Australia has continued this practice ever since. We are one of very few countries to offer permanent resettlement places voluntarily. We accept 13,750 each year under this program. Under John Howard's prime ministership, we accepted far more refugees than we did under Fraser or indeed under Gough Whitlam. Hawker, Burnside or Steketee might have commented that under Howard we accepted more than 10,000 refugees a year without any community disquiet.
This is because Australians, now as under Fraser or under Howard, will generously support the orderly intake of people processed and selected by Australian officials under Australian laws. What they rightly don't like is people self selecting to immigrate to Australia by showing up in boats, having thrown away their documents, and refusing to go home under any circumstances.

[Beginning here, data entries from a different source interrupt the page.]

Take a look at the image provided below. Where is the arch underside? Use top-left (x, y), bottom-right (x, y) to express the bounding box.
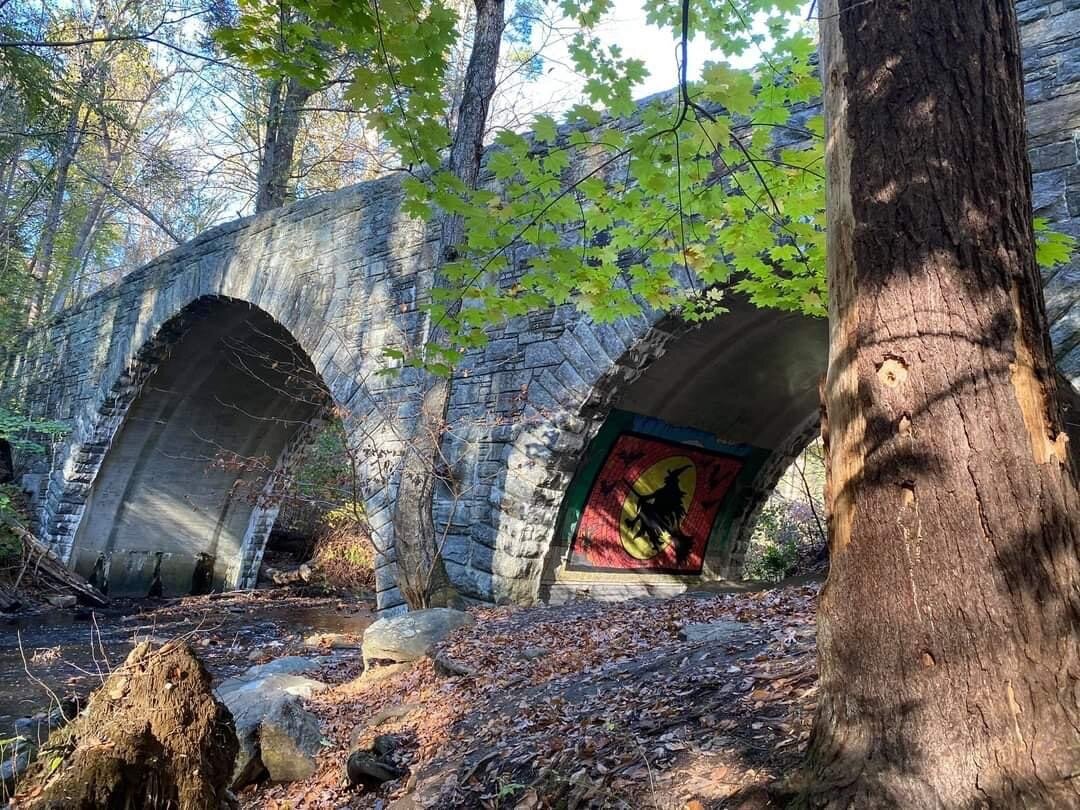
top-left (69, 298), bottom-right (325, 596)
top-left (539, 298), bottom-right (827, 602)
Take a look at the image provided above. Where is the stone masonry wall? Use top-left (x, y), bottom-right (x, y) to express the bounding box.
top-left (3, 0), bottom-right (1080, 609)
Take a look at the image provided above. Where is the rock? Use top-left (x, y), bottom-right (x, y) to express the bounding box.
top-left (678, 619), bottom-right (746, 644)
top-left (372, 734), bottom-right (404, 757)
top-left (215, 656), bottom-right (327, 791)
top-left (349, 703), bottom-right (423, 747)
top-left (0, 737), bottom-right (37, 797)
top-left (363, 608), bottom-right (475, 667)
top-left (431, 650), bottom-right (476, 678)
top-left (345, 751), bottom-right (405, 789)
top-left (230, 656), bottom-right (334, 681)
top-left (303, 633), bottom-right (364, 650)
top-left (259, 694), bottom-right (322, 782)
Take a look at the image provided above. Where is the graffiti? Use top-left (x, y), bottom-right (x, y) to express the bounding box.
top-left (570, 433), bottom-right (743, 573)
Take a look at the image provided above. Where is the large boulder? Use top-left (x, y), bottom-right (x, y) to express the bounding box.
top-left (259, 694), bottom-right (322, 782)
top-left (216, 656), bottom-right (327, 791)
top-left (363, 608), bottom-right (475, 667)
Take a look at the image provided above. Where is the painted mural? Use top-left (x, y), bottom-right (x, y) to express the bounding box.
top-left (569, 433), bottom-right (743, 573)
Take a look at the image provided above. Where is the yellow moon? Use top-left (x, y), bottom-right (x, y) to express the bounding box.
top-left (619, 456), bottom-right (698, 559)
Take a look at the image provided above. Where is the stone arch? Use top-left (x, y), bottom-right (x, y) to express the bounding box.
top-left (45, 296), bottom-right (333, 595)
top-left (481, 296), bottom-right (827, 600)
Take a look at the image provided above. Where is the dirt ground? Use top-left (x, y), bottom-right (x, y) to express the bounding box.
top-left (241, 584), bottom-right (819, 810)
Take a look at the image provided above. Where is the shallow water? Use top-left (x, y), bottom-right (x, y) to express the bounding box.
top-left (0, 592), bottom-right (374, 737)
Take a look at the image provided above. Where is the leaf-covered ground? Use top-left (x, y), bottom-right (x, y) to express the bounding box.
top-left (241, 585), bottom-right (818, 810)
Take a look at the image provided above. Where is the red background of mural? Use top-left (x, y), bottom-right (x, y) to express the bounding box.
top-left (570, 433), bottom-right (742, 573)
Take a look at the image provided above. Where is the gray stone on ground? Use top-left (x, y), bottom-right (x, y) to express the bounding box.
top-left (0, 737), bottom-right (37, 796)
top-left (678, 619), bottom-right (746, 643)
top-left (363, 608), bottom-right (475, 667)
top-left (259, 694), bottom-right (322, 782)
top-left (303, 633), bottom-right (363, 650)
top-left (230, 656), bottom-right (334, 681)
top-left (215, 656), bottom-right (327, 789)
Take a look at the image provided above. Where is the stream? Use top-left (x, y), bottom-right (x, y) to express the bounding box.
top-left (0, 590), bottom-right (375, 738)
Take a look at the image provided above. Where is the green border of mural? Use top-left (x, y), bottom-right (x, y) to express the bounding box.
top-left (555, 409), bottom-right (772, 575)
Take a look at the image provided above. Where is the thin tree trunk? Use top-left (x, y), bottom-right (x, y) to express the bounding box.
top-left (248, 78), bottom-right (314, 213)
top-left (27, 99), bottom-right (82, 324)
top-left (393, 0), bottom-right (505, 608)
top-left (804, 0), bottom-right (1080, 810)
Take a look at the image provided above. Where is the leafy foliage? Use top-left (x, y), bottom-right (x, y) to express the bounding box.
top-left (0, 407), bottom-right (70, 455)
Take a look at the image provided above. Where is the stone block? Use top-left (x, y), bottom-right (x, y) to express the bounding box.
top-left (1028, 138), bottom-right (1078, 174)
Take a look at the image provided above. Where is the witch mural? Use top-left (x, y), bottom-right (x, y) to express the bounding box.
top-left (568, 433), bottom-right (742, 573)
top-left (623, 459), bottom-right (697, 565)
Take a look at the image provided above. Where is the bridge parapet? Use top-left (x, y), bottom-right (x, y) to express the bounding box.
top-left (3, 0), bottom-right (1080, 608)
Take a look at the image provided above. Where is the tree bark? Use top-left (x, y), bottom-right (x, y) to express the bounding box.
top-left (393, 0), bottom-right (505, 608)
top-left (802, 0), bottom-right (1080, 810)
top-left (255, 78), bottom-right (314, 213)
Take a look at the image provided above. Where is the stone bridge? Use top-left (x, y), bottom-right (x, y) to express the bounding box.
top-left (3, 0), bottom-right (1080, 608)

The refugee situation after the Vietnam War bears no similarities to the situation today. The Vietnamese boatpeople were an authentic regional crisis, generated within our own region, and the US-led international effort to resettle them was supported by countries across the region. It was called the Comprehensive Plan of Action.

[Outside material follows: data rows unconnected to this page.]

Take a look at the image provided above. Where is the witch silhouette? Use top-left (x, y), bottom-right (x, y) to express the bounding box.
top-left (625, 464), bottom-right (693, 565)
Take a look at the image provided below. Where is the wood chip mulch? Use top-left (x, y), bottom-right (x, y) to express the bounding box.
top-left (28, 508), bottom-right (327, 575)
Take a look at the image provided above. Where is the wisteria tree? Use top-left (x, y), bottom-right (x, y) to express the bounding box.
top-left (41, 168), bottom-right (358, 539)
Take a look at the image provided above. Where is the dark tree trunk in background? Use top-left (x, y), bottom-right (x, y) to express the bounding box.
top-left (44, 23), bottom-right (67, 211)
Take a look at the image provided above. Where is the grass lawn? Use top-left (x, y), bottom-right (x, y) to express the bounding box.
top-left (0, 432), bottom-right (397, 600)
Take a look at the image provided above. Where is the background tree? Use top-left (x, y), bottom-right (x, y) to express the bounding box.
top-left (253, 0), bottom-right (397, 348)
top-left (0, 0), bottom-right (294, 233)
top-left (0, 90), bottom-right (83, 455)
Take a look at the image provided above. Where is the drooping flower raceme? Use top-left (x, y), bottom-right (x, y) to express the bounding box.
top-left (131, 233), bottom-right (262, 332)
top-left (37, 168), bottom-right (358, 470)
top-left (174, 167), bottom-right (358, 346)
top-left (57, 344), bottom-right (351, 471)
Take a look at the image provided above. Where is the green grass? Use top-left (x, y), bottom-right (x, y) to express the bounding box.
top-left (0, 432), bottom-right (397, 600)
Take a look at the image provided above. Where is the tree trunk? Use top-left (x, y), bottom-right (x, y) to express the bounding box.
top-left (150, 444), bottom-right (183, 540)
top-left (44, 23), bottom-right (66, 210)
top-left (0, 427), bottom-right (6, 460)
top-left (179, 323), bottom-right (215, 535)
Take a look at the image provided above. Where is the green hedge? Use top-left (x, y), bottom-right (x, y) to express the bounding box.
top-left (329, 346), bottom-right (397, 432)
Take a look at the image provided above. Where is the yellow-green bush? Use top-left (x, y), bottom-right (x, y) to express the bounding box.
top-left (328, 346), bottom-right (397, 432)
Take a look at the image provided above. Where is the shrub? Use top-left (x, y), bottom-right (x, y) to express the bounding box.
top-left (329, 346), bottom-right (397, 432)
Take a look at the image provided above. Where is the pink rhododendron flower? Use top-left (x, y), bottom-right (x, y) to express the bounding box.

However, and this is critically important, it also led to its own bitter denouement. At first, in my view, all, or almost all, the Indochinese boatpeople were genuine refugees. But as the years wore on, the existence of the CPA set up its own perverse incentives. It became a good way to migrate from Vietnam to the US, Australia, Canada or France. Communist officials, the sons and daughters of communist officials, apolitical people who faced no particular persecution, all started jumping on boats, because the reward of life in the West was so great.
Far from being a sound permanent mechanism, the CPA had to be abolished amid great bitterness for those left in camps, many of whom had to be repatriated.
There is a similar complete popular misjudgment about the desperation of boatpeople. Many people in miserable countries are indeed desperate to live in rich countries. They will take great risks to achieve this. That does not mean they face persecution of a kind that would make them genuine refugees. As the American author Christopher Caldwell has argued, the vast majority of those who went to Europe from North Africa and the Middle East as asylum-seekers were not refugees in the normal meaning of the word. Nor were they traditional migrants who wanted to become Europeans. Rather, they wanted to maintain their Islamic lifestyle, with its distinctive norms and communal customs, but to do so at a European standard of living, courtesy of the European welfare state and financed by the European taxpayer.
With the collapse of offshore processing, boatpeople arriving at 1000 a month, the courts consistently wrecking government policy, and the breaking of the government's will by organised violence in the detention centres, Australia has now become an extremely soft touch for determined illegal immigration, with full welfare and citizenship rights guaranteed at the end of the process. It's a policy disaster we need to fix quickly.